春の新生活需要と販売店の期末セールが重なる春は、年間で最も携帯電話が売れる時期だ。家電量販店の実売データを集計した「BCNランキング」によると、今年3月のスマートフォンの売れ行きは、直近3年間(2016年~18年)の月別販売台数では最も多く、大手キャリア各社のキャッシュバック合戦が加熱した14年に匹敵する水準だった。

iPhoneがスマホ全体の約6割占める

 一番人気はドコモ、au、ソフトバンクが取り扱うAppleの「iPhone 8」で、スマホ全体の約3分の1、34.1%を占めた。容量別構成比は64GBが89.0%、256GBが11.0%と、大きく開いており、256GBは割高感から敬遠されているようだ。
 

 キャリア、容量ごとに別々に集計した機種別ランキングでは、3月はソフトバンクの「iPhone 8」の64GBがトップ。
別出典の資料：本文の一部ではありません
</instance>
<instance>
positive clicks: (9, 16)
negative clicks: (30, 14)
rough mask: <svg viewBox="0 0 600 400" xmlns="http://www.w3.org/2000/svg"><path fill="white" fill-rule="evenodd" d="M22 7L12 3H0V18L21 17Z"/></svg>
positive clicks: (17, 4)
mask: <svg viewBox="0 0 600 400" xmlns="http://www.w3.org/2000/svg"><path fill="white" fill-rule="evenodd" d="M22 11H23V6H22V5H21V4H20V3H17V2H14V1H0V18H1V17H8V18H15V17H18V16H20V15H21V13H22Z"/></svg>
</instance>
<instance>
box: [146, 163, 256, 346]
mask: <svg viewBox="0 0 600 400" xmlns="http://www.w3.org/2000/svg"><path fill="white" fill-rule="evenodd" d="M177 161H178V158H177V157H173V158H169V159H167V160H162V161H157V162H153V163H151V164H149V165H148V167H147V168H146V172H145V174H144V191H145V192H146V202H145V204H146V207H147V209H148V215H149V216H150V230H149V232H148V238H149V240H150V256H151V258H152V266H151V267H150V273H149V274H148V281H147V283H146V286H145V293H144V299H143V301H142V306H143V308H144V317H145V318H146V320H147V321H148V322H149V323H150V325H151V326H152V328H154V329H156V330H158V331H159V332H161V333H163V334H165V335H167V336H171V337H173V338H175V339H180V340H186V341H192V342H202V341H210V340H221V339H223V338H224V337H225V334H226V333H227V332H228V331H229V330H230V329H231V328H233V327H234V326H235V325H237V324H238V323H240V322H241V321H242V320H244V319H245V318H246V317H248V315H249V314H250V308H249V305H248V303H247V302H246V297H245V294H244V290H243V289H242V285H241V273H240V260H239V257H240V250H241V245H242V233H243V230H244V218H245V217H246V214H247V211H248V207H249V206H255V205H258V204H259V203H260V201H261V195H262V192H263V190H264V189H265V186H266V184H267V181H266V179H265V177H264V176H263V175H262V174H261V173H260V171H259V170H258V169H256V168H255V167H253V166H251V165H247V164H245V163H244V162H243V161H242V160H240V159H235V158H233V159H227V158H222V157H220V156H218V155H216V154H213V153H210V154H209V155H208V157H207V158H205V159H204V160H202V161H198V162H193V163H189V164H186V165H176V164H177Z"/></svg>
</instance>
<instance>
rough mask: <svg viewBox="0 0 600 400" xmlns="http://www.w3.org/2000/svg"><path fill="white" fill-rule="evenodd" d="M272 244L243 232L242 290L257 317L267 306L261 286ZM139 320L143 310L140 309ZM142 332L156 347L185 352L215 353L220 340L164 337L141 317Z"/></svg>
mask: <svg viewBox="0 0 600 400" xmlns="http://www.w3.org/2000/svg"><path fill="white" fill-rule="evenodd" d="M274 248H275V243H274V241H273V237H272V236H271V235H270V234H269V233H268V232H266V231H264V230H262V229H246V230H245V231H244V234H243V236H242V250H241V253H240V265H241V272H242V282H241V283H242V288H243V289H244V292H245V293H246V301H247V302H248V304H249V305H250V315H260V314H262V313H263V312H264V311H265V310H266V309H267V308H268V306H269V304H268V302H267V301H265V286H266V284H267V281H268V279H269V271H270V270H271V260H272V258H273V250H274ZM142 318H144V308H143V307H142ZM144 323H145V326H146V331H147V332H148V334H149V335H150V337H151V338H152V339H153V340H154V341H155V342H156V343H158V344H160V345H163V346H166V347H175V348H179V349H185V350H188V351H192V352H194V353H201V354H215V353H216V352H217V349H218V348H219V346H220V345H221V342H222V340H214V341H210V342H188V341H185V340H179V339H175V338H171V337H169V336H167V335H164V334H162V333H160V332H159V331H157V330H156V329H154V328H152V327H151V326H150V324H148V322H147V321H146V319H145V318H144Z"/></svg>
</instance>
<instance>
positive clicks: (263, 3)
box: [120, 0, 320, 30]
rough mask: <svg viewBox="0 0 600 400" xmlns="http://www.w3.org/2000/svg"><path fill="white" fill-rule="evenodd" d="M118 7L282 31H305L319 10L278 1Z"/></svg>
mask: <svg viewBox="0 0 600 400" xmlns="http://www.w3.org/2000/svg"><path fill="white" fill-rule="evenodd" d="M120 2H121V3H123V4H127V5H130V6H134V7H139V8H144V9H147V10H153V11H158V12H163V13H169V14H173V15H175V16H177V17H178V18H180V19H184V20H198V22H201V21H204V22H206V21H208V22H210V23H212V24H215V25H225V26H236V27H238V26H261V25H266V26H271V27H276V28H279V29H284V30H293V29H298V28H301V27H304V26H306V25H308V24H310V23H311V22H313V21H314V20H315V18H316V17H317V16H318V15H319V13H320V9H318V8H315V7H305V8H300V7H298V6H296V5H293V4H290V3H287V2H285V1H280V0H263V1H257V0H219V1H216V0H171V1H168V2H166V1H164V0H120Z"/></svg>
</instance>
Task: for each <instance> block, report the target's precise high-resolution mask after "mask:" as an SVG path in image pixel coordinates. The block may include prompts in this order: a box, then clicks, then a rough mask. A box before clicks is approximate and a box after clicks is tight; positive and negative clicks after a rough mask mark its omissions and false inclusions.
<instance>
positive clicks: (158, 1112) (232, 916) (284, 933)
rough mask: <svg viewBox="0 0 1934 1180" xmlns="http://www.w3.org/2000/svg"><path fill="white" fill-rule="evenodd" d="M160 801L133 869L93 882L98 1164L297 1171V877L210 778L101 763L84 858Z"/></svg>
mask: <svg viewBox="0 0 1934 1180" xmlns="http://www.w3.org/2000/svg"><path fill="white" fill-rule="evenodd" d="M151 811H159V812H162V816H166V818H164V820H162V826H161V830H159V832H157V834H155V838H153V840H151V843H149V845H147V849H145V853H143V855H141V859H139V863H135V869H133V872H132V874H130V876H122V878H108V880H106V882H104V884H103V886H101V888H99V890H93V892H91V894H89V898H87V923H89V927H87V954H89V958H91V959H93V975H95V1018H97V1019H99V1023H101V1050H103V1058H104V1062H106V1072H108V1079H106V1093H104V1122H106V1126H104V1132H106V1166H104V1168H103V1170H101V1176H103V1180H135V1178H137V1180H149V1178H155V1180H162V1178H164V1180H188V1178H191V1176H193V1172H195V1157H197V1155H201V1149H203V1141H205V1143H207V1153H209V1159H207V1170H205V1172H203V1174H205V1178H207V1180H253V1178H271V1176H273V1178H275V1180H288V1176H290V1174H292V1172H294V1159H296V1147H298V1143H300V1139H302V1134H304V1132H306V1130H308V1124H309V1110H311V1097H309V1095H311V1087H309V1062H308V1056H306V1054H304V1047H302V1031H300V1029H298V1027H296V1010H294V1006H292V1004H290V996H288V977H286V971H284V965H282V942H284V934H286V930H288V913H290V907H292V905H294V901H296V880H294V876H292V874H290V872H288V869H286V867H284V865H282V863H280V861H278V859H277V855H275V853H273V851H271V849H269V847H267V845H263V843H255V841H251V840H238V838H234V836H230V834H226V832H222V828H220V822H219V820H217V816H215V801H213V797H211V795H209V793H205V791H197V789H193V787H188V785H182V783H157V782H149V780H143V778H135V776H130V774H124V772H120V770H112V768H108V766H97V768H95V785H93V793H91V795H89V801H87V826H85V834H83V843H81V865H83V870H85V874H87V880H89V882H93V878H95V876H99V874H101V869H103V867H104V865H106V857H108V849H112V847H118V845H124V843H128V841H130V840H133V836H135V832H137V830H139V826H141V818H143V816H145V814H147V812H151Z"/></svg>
前月3位だったauの「iPhone 8」の64GBが2位に浮上し、2位だったドコモの「iPhone 8」の64GBは3位に後退した。
 

 販売店独自の施策という触れ込みで、3月中は、多くの店舗で、MNPや新規契約、機種変更で、指定の機種を購入すると、通常より多く割り引くキャンペーンが行われていた。目標達成に縛られる店舗と、なるべく安く買いたいという消費者のニーズがある限り、値引きされやすいiPhoneの優勢は続くだろう。(BCN・嵯峨野 芙美)


*「BCNランキング」は、全国の主要家電量販店・ネットショップからパソコン本体、デジタル家電などの実売データを毎日収集・集計している実売データベースで、日本の店頭市場の約4割(パソコンの場合)をカバーしています。